A 2.70 kg box is moving to the right with speed 9.50 m/s on a horizontal, frictionless surface. At t = 0 a horizontal force is applied to the box. The force is directed to the left and has magnitude F(t)=( 6.00 N/s2 )t2
What distance does the box move from its position at t=0 before its speed is reduced to zero?
F = ma
vf^2 = vi^2 + 2ad
xf = xi + vit + .5axt^2
The Attempt at a Solution
So i am confused about this F(t) = 6.00(n/s2)t^2
I've read solutions to problems similar to this where they say to integrate to get a velocity equation and then solve for v=0.
So I did that:
v=(6t^3)/3 + C, and plugged in my initial velocity, 9.50 m/s as C. I am not sure why but I saw someone do this in the solutions I looked at.

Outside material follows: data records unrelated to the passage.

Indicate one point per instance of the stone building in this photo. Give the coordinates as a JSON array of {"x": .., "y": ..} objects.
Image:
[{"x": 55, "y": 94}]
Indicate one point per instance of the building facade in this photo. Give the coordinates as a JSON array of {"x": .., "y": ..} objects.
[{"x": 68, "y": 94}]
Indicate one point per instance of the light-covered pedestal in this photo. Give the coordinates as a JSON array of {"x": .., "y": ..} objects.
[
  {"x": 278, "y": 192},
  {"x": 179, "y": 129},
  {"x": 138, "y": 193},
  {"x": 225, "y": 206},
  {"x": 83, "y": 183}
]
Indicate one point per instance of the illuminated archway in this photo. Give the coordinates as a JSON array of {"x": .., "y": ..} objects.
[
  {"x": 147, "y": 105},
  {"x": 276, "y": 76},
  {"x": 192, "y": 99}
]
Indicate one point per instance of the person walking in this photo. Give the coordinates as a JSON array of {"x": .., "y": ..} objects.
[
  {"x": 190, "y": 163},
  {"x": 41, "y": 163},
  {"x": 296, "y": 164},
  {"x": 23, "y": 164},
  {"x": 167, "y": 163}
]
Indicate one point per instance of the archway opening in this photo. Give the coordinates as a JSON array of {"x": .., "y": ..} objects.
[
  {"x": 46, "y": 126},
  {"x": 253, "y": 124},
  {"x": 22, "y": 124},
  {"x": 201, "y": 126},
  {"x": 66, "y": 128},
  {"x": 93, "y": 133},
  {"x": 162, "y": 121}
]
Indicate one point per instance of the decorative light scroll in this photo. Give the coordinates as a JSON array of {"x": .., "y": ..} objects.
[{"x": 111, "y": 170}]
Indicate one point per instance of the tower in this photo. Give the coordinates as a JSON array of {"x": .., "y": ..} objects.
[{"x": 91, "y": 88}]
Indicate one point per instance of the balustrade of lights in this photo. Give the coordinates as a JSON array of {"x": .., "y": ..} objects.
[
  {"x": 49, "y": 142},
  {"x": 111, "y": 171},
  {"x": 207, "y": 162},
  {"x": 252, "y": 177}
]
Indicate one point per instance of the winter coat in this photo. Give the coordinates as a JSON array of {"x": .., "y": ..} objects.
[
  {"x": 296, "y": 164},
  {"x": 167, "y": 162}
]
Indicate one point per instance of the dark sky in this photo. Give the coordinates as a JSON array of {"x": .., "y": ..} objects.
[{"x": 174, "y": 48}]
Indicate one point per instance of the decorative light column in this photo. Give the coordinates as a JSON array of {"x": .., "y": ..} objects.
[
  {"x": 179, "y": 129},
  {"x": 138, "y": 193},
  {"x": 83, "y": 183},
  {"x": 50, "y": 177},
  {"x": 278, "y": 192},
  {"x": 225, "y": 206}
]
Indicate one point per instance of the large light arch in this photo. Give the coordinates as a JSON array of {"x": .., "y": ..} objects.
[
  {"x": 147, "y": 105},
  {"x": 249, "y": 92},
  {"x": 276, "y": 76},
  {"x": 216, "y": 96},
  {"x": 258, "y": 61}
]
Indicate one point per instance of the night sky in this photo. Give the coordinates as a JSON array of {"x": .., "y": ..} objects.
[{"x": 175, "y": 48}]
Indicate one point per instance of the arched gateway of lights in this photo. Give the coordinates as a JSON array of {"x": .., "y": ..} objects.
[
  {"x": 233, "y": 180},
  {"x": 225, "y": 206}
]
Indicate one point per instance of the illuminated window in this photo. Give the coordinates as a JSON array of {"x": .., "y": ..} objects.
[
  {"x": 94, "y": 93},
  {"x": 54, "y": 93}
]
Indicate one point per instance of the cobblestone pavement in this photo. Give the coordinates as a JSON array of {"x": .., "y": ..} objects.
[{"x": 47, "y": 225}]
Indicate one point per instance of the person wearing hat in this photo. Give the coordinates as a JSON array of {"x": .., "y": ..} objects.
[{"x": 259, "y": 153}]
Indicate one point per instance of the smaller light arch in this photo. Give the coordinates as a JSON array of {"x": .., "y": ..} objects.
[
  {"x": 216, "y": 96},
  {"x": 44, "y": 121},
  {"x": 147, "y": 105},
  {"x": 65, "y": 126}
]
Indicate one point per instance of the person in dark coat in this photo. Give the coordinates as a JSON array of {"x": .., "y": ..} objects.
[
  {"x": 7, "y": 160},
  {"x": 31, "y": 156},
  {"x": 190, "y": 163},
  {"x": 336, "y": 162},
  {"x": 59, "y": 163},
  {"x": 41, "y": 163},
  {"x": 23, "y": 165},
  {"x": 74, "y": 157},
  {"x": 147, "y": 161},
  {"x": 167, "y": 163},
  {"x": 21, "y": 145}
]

From this I solved for time and got 1.68s.
Then I used Newton's 2nd Law .
F = ma = 6.00t^2. I didn't include weight and normal force because the object is only moving along the x axis.
ma = 6.00t^2
a = 6.272m/s^2
Now that I have acceleration, initial velocity, initial position, and time, I use my kinematic equation to find the final position where Vf is 0.
xf = 0 + 9.5(1.68) + .5(6.272)(1.68^2)
xf= 15.96 + 8.85
xf = 24.8m
This is wrong. The parts where I am very confused are interpreting what F(t) = 6.00(N/s2)t^2 means compared to F(t) = 6.00N. I am also confused with knowing how to determine what C is, but maybe I would understand that part if I understood the force function. Thank you for looking at this!